Essa sorge ove prima era situata la chiesa di San Giuseppe che, fondata nel 1644 dal ragusano D. Vincenzo Ottaviano, venuto a Palma con i Tomasi, fu demolita. A ricordo fu costruita nella nuova chiesa una cappella consacrata a San Giuseppe.
L'atto di fondazione della chiesa Madre è datato 2 ottobre 1666. Il disegno fu di Angelo Italia che contribuì anche alla costruzione della cappella del Crocifisso nel Duomo di Monreale.
La facciata, realizzata con conci di pietra delle cave del Casserino, è costituita da un portale centrale fiancheggiato da due colonne sormontate da un frontone spezzato e da due portali minori ai cui lati si ergono due alte torri campanarie.
L'interno del Duomo, vasto, a tre ampie navate con cupola sul transetto, rivela un movimentato scenario decorativo in stucco di sapore neoclassico. In fondo alla navate è l'ampio presbiterio, cinto da splendide inferriate e due ricche cappelle intitolate al SS. Sacramento e alla Madonna del Rosario.

La Chiesa di San'Angelo, detta della Batiella, fu costruita nel 1643 per volere di Vito Rizzo da Licata che la dedicò al protettore della sua città

La chiesa del Purgatorio, o Madonna degli Angeli

La Chiesa del Collegio di Maria fu eretta da Suor Maria Antonina Lauricella da Girgenti. Nella Chiesa è custodita una copia della Sacra Sindone. Conservato in un'urna di vetro il corpo di Santa Placida

Monastero delle Benedettine
La storia del Monastero è di per sé già insolita: parliamo infatti di un edificio originariamente destinato a diventare un palazzo ducale piuttosto che uno religioso. Siamo nella seconda metà del ‘600 e la famiglia è quella del Duca Giulio Tomasi. Suona familiare? In effetti si tratta di un antenato di Giuseppe Tomasi di Lampedusa, che davvero non ha bisogno di presentazioni.
Prima di saltare al famoso autore del Gattopardo però, rimaniamo per un attimo ancora sulla storia del Monastero. Il (fu) palazzo ducale cambia funzione dietro precisa richiesta delle figlie del Duca di cui sopra: quattro di esse infatti prenderanno i voti diventando “inquiline” proprio del monastero.
Tra queste, Suor Maria Crocifissa (nata Isabella Tomasi), la cui vita fu costellata di privazioni, visioni estatiche (la cui natura sacra è effettivamente riconosciuta anche dalla Chiesa, e le è valsa il titolo di “venerabile”) e punizioni corporali. La fama di questo peculiare personaggio risiede però principalmente nella famosa Lettera del Diavolo.

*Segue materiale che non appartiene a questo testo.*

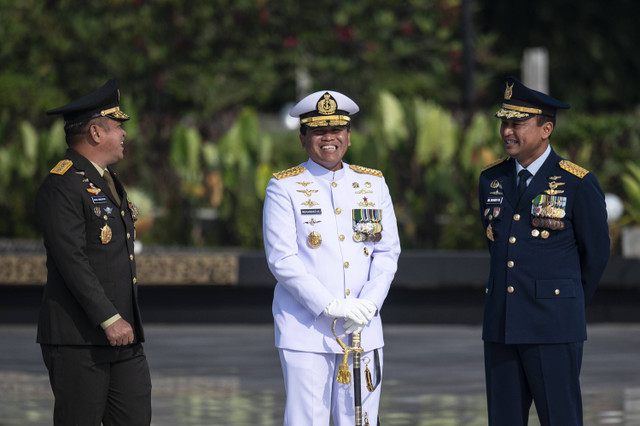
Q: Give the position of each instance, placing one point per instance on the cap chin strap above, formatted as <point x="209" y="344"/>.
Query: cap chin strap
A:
<point x="322" y="119"/>
<point x="522" y="109"/>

Secondo la storia/leggenda pervenuta fino a noi, la Lettera del Diavolo fu scritta proprio da Suor Maria Crocifissa sotto dettatura forzata da parte del demonio in persona. La lettera (tutt’oggi conservata) fu scritta in una lingua incomprensibile, un misto di parole in greco e latino più altre del tutto sconosciute, e avrebbe dovuto essere indirizzata a Dio con la firma della stessa monaca: la donna riuscì però a resistere a quest’ultima imposizione, scrivendo un semplice “Ohimé” alla fine.
Un team di ricercatori ha a quanto pare tradotto la Lettera, ma il contenuto, benché non più in lingua sconosciuta, non è per questo risultato più comprensibile.
Sia Suor Maria Crocifissa che l’episodio della Lettera del Diavolo sono citati da Giuseppe Tomasi di Lampedusa all’interno del Gattopardo. Sembra infatti che lo scrittore abbia visitato il Monastero negli anni ‘50 e sia rimasto tanto colpito dalla storia della sua antenata da inserirla nel romanzo, seppur celando la sua vera identità: la Beata Corbera altri non è infatti che Suor Maria Crocifissa.
Qui troviamo anche una vecchia tradizione portata avanti dalle monache del Monastero, quella dei dolcetti a base di mandorle, preparati secondo le antiche ricette.
Il monastero ha un aspetto semplice con finestre prive di decorazioni. Sul cortile interno, invece, si affacciano delle finestre decorate in stile barocco. All'interno il parlatorio ha volte a botte da cui si accede ad un giardino ricco di alberi in cui è sistemata una scultura della Madonna con San Benedetto.
Le suore custodiscono, inoltre, la Madonna della Colomba Rosata. Ancora oggi è uno dei pochi monasteri di clausura in Sicilia, il cui accesso è impedito quasi a chiunque.